From 6df1cd956192c09ee147e7682d0819cb912d48c6 Mon Sep 17 00:00:00 2001
From: pollfly <75068813+pollfly@users.noreply.github.com>
Date: Sun, 22 Jan 2023 14:46:30 +0200
Subject: [PATCH] Add Dataset `alias` explanation (#449)

---
 docs/clearml_data/best_practices.md                   |  6 ++++++
 .../data_man_cifar_classification.md                  | 11 +++++++++--
 docs/guides/datasets/data_man_cifar_classification.md | 10 +++++++++-
 3 files changed, 24 insertions(+), 3 deletions(-)

diff --git a/docs/clearml_data/best_practices.md b/docs/clearml_data/best_practices.md
index a4861d08..50b6134f 100644
--- a/docs/clearml_data/best_practices.md
+++ b/docs/clearml_data/best_practices.md
@@ -32,6 +32,12 @@ Organizing your datasets into projects by use-case makes it easier to access the
 If only a project is specified when using [`Dataset.get`](../references/sdk/dataset.md#datasetget), the method returns the 
 most recent dataset in a project.

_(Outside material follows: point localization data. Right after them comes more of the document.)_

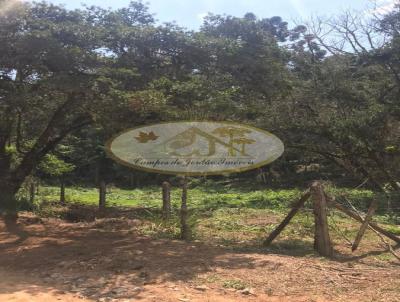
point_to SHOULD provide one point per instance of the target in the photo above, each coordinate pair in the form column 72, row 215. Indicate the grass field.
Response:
column 221, row 214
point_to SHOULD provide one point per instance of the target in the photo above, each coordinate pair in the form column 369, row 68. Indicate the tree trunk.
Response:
column 62, row 192
column 32, row 191
column 102, row 195
column 8, row 203
column 166, row 193
column 185, row 231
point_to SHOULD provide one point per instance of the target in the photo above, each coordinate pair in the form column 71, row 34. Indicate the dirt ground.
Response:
column 106, row 260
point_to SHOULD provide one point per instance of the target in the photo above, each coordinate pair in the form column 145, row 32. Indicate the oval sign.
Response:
column 195, row 148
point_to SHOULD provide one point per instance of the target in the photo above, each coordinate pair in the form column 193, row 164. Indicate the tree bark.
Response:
column 8, row 203
column 32, row 191
column 62, row 192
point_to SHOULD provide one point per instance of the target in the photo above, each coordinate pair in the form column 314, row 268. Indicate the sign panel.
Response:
column 195, row 148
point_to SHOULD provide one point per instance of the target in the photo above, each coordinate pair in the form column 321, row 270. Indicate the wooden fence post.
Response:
column 185, row 231
column 295, row 208
column 364, row 225
column 322, row 241
column 102, row 195
column 166, row 194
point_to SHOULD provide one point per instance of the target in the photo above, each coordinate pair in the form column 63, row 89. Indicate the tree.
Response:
column 56, row 167
column 53, row 82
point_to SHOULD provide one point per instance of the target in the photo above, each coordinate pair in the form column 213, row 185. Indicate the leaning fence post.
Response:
column 166, row 194
column 322, row 241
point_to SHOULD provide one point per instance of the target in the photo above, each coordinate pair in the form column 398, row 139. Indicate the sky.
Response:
column 189, row 13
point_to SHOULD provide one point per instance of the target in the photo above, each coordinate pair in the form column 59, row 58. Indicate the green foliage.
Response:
column 54, row 166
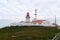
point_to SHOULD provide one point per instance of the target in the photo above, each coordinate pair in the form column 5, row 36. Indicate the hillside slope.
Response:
column 28, row 33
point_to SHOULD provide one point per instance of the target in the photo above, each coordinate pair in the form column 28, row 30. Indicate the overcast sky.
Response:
column 17, row 9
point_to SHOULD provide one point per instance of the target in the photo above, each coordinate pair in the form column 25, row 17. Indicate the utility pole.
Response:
column 55, row 21
column 35, row 14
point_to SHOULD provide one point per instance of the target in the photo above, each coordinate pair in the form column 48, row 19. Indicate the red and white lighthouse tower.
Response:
column 27, row 18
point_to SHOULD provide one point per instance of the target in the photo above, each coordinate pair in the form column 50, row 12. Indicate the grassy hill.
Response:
column 28, row 33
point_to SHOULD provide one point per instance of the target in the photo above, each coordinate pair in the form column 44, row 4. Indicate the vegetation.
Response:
column 28, row 33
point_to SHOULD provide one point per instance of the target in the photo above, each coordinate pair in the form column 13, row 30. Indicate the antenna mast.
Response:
column 35, row 14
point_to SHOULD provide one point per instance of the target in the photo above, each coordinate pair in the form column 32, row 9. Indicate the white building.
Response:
column 35, row 22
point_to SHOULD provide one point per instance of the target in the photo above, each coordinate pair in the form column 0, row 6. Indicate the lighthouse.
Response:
column 27, row 18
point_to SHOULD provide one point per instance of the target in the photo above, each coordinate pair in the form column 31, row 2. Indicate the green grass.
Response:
column 28, row 33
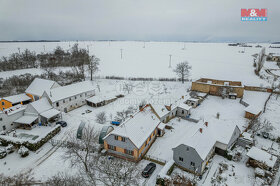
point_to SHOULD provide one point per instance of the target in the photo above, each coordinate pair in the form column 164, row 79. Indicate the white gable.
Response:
column 38, row 86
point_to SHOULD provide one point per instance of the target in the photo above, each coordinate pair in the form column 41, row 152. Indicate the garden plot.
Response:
column 229, row 111
column 162, row 147
column 272, row 114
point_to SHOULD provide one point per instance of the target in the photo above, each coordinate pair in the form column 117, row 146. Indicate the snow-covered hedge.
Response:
column 32, row 145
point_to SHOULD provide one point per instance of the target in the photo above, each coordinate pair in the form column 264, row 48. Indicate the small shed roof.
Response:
column 262, row 156
column 38, row 86
column 68, row 91
column 50, row 113
column 26, row 119
column 100, row 98
column 17, row 98
column 253, row 109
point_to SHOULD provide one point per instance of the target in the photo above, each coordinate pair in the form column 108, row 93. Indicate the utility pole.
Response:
column 121, row 53
column 170, row 60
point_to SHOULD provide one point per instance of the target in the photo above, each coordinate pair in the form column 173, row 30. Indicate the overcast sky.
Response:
column 158, row 20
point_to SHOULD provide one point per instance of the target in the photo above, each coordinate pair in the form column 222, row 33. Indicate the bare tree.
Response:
column 182, row 70
column 93, row 65
column 18, row 179
column 101, row 117
column 63, row 179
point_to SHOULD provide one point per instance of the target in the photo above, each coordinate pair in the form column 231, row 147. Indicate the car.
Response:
column 149, row 169
column 61, row 123
column 265, row 135
column 3, row 153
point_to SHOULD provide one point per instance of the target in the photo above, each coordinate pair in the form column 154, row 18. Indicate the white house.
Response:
column 8, row 116
column 67, row 98
column 38, row 86
column 38, row 112
column 194, row 151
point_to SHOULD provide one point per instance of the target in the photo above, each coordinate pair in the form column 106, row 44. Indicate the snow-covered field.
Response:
column 212, row 60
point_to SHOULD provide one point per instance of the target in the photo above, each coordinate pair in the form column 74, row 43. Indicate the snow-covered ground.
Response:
column 212, row 60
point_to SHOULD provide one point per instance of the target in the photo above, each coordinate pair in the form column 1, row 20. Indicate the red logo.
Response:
column 253, row 12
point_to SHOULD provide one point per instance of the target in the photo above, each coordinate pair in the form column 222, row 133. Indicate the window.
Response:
column 130, row 152
column 112, row 147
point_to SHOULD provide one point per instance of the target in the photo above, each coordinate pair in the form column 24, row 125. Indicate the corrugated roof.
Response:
column 38, row 86
column 64, row 92
column 17, row 98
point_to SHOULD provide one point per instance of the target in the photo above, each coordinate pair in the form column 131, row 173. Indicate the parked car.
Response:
column 61, row 123
column 3, row 153
column 149, row 169
column 265, row 135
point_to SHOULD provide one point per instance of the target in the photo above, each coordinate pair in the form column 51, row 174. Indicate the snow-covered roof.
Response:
column 253, row 109
column 50, row 113
column 193, row 99
column 41, row 105
column 185, row 106
column 247, row 136
column 14, row 109
column 38, row 86
column 203, row 142
column 262, row 156
column 17, row 98
column 161, row 110
column 68, row 91
column 139, row 127
column 26, row 119
column 100, row 98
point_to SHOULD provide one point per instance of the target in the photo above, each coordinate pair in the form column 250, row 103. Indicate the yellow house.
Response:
column 10, row 101
column 133, row 138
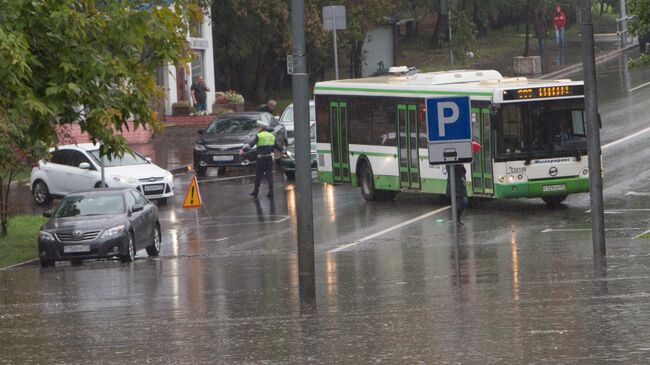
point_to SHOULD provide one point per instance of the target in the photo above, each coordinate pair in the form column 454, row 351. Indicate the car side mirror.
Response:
column 137, row 208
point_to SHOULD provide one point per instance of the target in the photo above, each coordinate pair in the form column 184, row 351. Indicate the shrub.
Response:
column 182, row 108
column 228, row 97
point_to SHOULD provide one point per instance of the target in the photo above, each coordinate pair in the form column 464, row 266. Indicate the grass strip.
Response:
column 21, row 242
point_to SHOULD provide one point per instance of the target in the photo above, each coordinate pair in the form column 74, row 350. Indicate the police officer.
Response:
column 266, row 143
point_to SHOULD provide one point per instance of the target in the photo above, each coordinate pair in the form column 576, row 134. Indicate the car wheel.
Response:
column 200, row 170
column 130, row 252
column 554, row 201
column 154, row 249
column 41, row 193
column 46, row 262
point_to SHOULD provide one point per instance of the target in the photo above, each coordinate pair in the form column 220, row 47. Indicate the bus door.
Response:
column 340, row 153
column 407, row 146
column 482, row 177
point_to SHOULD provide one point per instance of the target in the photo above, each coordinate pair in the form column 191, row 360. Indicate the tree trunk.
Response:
column 527, row 46
column 441, row 32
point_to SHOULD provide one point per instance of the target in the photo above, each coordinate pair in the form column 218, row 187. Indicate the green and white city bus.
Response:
column 372, row 133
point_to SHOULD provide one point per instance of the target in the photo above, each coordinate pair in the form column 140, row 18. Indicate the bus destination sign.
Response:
column 543, row 92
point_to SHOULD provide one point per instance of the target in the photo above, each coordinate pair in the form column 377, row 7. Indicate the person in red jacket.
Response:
column 559, row 20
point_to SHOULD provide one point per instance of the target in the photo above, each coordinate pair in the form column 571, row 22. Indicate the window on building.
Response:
column 198, row 66
column 196, row 29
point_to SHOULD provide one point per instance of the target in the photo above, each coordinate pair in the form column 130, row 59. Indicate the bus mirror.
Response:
column 600, row 122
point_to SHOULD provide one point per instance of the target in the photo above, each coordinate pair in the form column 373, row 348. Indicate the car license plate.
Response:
column 153, row 187
column 558, row 187
column 222, row 158
column 76, row 248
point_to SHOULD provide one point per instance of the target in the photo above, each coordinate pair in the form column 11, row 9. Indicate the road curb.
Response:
column 578, row 66
column 20, row 264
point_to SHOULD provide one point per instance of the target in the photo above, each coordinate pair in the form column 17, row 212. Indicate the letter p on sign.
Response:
column 443, row 107
column 448, row 119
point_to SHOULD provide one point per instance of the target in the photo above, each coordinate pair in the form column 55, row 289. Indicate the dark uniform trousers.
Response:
column 264, row 166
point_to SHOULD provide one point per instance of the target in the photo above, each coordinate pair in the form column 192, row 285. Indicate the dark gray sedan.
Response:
column 100, row 223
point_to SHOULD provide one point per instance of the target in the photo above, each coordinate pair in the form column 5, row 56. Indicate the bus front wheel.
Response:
column 554, row 201
column 367, row 185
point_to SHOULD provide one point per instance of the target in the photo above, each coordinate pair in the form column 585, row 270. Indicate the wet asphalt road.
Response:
column 225, row 287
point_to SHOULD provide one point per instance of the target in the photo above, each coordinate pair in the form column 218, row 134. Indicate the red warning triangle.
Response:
column 192, row 196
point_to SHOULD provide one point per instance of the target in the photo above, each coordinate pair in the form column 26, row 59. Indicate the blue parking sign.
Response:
column 448, row 119
column 450, row 130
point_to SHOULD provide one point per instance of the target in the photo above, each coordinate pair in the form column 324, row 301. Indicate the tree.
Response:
column 86, row 62
column 641, row 26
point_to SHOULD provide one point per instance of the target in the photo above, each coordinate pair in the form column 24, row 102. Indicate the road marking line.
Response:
column 641, row 234
column 398, row 226
column 549, row 230
column 639, row 87
column 610, row 144
column 637, row 193
column 621, row 211
column 216, row 239
column 225, row 178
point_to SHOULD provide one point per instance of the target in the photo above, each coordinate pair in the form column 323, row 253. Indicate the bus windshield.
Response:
column 550, row 128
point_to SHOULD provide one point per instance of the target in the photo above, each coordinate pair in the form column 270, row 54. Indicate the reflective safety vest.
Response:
column 265, row 138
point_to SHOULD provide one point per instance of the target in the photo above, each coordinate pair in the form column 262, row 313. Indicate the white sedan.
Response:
column 77, row 167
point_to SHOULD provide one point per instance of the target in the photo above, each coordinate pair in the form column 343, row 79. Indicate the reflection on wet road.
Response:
column 225, row 289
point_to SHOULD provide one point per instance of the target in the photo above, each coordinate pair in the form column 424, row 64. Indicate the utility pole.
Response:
column 300, row 80
column 593, row 133
column 623, row 24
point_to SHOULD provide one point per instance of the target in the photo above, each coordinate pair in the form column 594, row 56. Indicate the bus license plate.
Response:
column 558, row 187
column 76, row 248
column 222, row 158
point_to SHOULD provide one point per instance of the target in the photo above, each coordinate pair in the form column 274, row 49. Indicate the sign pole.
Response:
column 451, row 170
column 304, row 206
column 336, row 52
column 593, row 134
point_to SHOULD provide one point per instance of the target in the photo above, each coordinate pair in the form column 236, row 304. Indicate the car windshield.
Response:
column 233, row 124
column 287, row 116
column 127, row 159
column 87, row 205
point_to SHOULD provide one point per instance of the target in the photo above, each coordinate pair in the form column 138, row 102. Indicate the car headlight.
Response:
column 113, row 231
column 46, row 236
column 125, row 179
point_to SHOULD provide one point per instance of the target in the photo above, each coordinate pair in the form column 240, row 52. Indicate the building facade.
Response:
column 177, row 80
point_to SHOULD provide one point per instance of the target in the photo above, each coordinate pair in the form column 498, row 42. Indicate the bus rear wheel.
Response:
column 367, row 185
column 554, row 201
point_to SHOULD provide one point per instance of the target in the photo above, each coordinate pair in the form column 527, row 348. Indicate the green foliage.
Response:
column 21, row 244
column 17, row 152
column 641, row 26
column 182, row 107
column 463, row 34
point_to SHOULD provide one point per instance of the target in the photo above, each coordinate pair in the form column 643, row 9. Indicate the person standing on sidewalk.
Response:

The same is true with tags; if a tag is specified, the method will return the most recent dataset that is labeled with that tag.
 
+In cases where you use a dataset in a task (e.g. consuming a dataset), you can easily track which dataset the task is 
+using by using `Dataset.get`'s `alias` parameter. Pass `alias=<dataset_alias_string>`, and the task using the dataset 
+will store the dataset’s ID in the `dataset_alias_string` parameter under the task's **CONFIGURATION > HYPERPARAMETERS >
+Datasets` section.
+
+
 ## Document your Datasets 
 
 Attach informative metrics or debug samples to the Dataset itself. Use the [`get_logger`](../references/sdk/dataset.md#get_logger)
diff --git a/docs/clearml_data/data_management_examples/data_man_cifar_classification.md b/docs/clearml_data/data_management_examples/data_man_cifar_classification.md
index 9ee4e2cf..5d6b46f6 100644
--- a/docs/clearml_data/data_management_examples/data_man_cifar_classification.md
+++ b/docs/clearml_data/data_management_examples/data_man_cifar_classification.md
@@ -85,7 +85,8 @@ from clearml import Dataset
 
 dataset_path = Dataset.get(
     dataset_name=dataset_name, 
-    dataset_project=dataset_project
+    dataset_project=dataset_project,
+    alias="Cifar dataset"
 ).get_local_copy()
 
 trainset = datasets.CIFAR10(
@@ -95,7 +96,13 @@ trainset = datasets.CIFAR10(
     transform=transform
 )
 ```
+
+In cases like this, where you use a dataset in a task, you can have the dataset's ID stored in the task’s 
+hyperparameters. Passing `alias=<dataset_alias_string>` stores the dataset’s ID in the 
+`dataset_alias_string` parameter in the experiment's **CONFIGURATION > HYPERPARAMETERS > Datasets** section. This way 
+you can easily track which dataset the task is using. 
+
 The Dataset's [`get_local_copy`](../../references/sdk/dataset.md#get_local_copy) method will return a path to the cached, 
-downloaded dataset. Then we provide the path to Pytorch's dataset object.
+downloaded dataset. Then we provide the path to PyTorch's dataset object.
 
 The script then trains a neural network to classify images using the dataset created above.
\ No newline at end of file
diff --git a/docs/guides/datasets/data_man_cifar_classification.md b/docs/guides/datasets/data_man_cifar_classification.md
index 1e0dea2c..aab4d4c1 100644
--- a/docs/guides/datasets/data_man_cifar_classification.md
+++ b/docs/guides/datasets/data_man_cifar_classification.md
@@ -85,7 +85,9 @@ from clearml import Dataset
 
 dataset_path = Dataset.get(
     dataset_name=dataset_name, 
-    dataset_project=dataset_project).get_local_copy()
+    dataset_project=dataset_project,
+    alias="Cifar dataset"
+).get_local_copy()
 
 trainset = datasets.CIFAR10(
     root=dataset_path,
@@ -94,6 +96,12 @@ trainset = datasets.CIFAR10(
     transform=transform
 )
 ```
+
+In cases like this, where you use a dataset in a task, you can have the dataset's ID stored in the task’s 
+hyperparameters. Passing `alias=<dataset_alias_string>` stores the dataset’s ID in the 
+`dataset_alias_string` parameter in the experiment's **CONFIGURATION > HYPERPARAMETERS > Datasets** section. This way 
+you can easily track which dataset the task is using. 
+
 The Dataset's [`get_local_copy`](../../references/sdk/dataset.md#get_local_copy) method will return a path to the cached, 
 downloaded dataset. Then we provide the path to Pytorch's dataset object.